"The Lone Ranger": A Shiny New Take on a Classic

Photo Credit: Walt Disney Pictures
December 24th, 2012

"The Lone Ranger": A Shiny New Take on a Classic

-- Although "The Lone Ranger" comes to the big screen no sooner than summer of 2013, potential audiences will have plenty of trailers to peek into the anticipated Disney film. The creative team behind the successful "Pirates of the Caribbean" movies and the Oscar-winning "Rango" are on board for this remake featuring the beloved Western classic television character and his world. Gore Verbinksi is the director, and Jerry Bruckheimer is the film's producer. Johnny Depp, who portrayed the infamous Captain Jack Sparrow in "Pirates of the Caribbean," plays the role of Native American shaman Tonto. Armie Hammer is portraying John Reid, otherwise known as the Lone Ranger.

Twenty-four-year-old Hammer is known for his previous work in "The Social Network," in which he played the Winklevoss twins. He has also appeared in Clint Eastwood's "J. Edgar." In The Lone Ranger," his character, John Reid, takes a hero's journey. Believed by his enemies to be dead, he starts to wear a mask and becomes a man of justice outside of the law. Although the mysterious lawman is referred to as the Lone Ranger, in reality, he is not alone, always having Tonto by his side.

Hammer told the media that he remembered exactly when he first wore the trademark of the masked man. As he was fitting costumes, a costume designer handed him a leather mask and asked him to try it. When he put it on and looked into a mirror, he thought it was definitely the Lone Ranger mask and felt privileged to be able to wear it. He actually had a lot of discussion with the filmmakers about the design of the mask. They did not want an exact replica of the original television series mask, and many ideas about the design and material of the mask were considered. It took ten different designs and seven fittings before they finally settled on the perfect mask-one that did not scream Zorro or superhero-which was to be made of leather to go with Hammer's white hat and piercing eyes. In addition, it was custom molded and fitted to Hammer's face.

One of the most noticeable deviations the film will take from the iconic series involves Tonto's character. In the 50's television show, Tonto was merely the sidekick of the Lone Ranger. The ever-immersive Depp gave serious thought to the character of Tonto and the ways in which he could mold it in order to portray a more balanced relationship between the two lead characters. He wanted to kick the stereotypical cinema ideas about Native Americans to the dustbins of history.

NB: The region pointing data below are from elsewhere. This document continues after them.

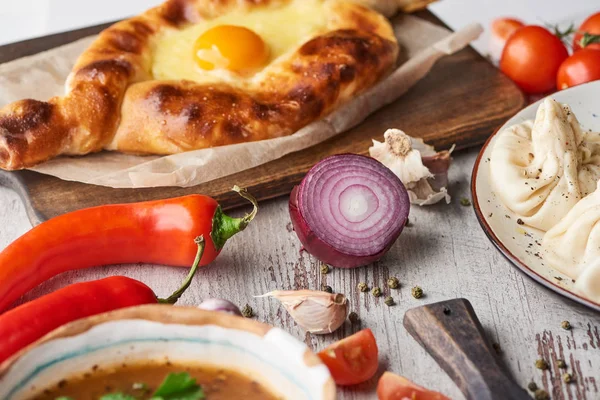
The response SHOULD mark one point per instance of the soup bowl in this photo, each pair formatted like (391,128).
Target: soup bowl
(179,335)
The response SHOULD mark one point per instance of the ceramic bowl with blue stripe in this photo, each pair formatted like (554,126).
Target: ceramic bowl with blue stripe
(266,354)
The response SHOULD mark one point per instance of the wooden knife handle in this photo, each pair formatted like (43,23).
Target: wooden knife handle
(453,336)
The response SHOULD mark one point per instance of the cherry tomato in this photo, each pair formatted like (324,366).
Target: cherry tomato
(581,67)
(352,360)
(503,28)
(396,387)
(591,26)
(531,58)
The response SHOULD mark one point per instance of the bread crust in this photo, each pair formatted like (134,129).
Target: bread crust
(113,102)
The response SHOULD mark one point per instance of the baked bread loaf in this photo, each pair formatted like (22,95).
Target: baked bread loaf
(122,95)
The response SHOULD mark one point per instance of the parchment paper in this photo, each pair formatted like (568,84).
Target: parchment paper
(43,75)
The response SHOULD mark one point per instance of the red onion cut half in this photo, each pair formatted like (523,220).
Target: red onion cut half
(349,210)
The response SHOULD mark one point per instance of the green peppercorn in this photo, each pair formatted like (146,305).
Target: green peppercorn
(541,364)
(393,283)
(247,311)
(417,292)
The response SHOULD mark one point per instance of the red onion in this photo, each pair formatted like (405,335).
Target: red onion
(349,210)
(220,305)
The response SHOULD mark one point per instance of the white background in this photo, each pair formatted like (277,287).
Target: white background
(23,19)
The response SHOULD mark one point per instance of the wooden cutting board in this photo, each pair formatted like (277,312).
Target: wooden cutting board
(461,101)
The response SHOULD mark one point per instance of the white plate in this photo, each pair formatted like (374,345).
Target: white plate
(521,245)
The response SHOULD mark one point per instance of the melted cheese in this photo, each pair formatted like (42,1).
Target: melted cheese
(282,28)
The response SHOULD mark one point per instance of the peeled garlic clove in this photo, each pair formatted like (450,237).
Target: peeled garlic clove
(316,311)
(423,171)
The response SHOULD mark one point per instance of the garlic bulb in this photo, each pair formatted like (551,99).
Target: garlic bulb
(314,310)
(423,171)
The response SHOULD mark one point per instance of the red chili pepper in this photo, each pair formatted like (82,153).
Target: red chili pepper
(29,322)
(154,232)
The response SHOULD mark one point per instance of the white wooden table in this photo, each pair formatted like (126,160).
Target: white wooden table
(444,251)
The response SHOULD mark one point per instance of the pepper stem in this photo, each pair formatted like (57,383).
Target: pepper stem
(224,226)
(172,299)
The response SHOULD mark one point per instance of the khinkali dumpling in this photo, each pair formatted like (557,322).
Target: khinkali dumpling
(541,169)
(573,245)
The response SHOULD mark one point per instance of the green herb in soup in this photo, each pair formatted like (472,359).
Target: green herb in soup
(157,381)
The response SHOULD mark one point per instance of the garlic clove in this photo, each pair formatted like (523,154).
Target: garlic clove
(315,311)
(423,171)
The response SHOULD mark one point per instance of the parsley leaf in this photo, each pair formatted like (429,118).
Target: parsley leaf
(178,387)
(117,396)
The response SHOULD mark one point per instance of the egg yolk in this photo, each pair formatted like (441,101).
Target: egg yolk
(231,47)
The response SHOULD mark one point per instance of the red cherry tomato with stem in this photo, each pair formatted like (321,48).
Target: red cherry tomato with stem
(592,27)
(581,67)
(531,58)
(352,360)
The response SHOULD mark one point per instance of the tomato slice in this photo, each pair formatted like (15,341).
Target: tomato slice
(353,359)
(590,26)
(581,67)
(396,387)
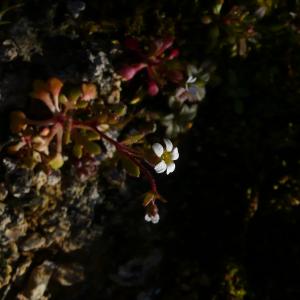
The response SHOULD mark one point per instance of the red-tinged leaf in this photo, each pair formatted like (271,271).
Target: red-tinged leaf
(56,162)
(128,72)
(89,91)
(131,168)
(132,43)
(153,88)
(54,86)
(18,121)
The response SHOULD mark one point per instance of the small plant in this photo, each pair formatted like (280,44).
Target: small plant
(156,59)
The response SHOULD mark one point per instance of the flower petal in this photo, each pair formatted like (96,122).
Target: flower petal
(158,149)
(170,168)
(160,167)
(169,145)
(148,218)
(155,219)
(191,79)
(175,154)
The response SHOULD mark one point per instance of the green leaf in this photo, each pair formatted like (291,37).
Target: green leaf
(118,109)
(18,121)
(92,135)
(131,168)
(92,148)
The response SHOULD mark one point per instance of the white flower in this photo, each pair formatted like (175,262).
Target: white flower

However, Depp's casting in the part set off a round of controversy.

The initial sketches and drawings of Tonto's costume were not very helpful because they appeared to be as artsy and eccentric that of Jack Sparrow's appearance. In his final ensemble, Depp's character dons full body paint and a crow headpiece. Depp's inspiration for this costume, it seems, came from artist Kirby Sattler's "I Am Crow," and Depp claims Cherokee or Creek Indian ancestry, but some doubt that. He has been chided for going red face, going back to the days when white men would blacken their faces to perform in minstrel shows. Support has also been given to him, including the Navajo Nation's. Hammer also added some support to Depp's portrayal and the film's plot, explaining that both Reid and Tonto were two men from very different worlds. However, they found their paths crossed, and they learned to travel the road together.

Both actors had to learn some real-life cowboy skills, including horseback riding. In fact, Hammer had to master dismounting his horse, Silver, at a full gallop. There were no stuntmen to do the hard work. Depp has been known to be quite the method actor-not quite on the Daniel Day-Lewis level, but meticulous enough to achieve the desired outcomes. For this film, he mastered riding horses bareback and undertook a full study of Comanche customs and culture.

Tonto acts as the film's narrator, telling the story of the events as he lived them. Filmed in the desert of New Mexico, the sets bring to life a realistic representation of the Old West time. In addition to Western culture, the film explores Native shamanism, which relied heavily on spirit animals such as wolves. The film's music was set to be scored by rocker Jack White, but he had to resign because of scheduling conflicts, leaving the task to veteran Han Zimmer. With two excellent actors and an all-star creative team, "The Lone Ranger" is sure to breathe new life into the old franchise.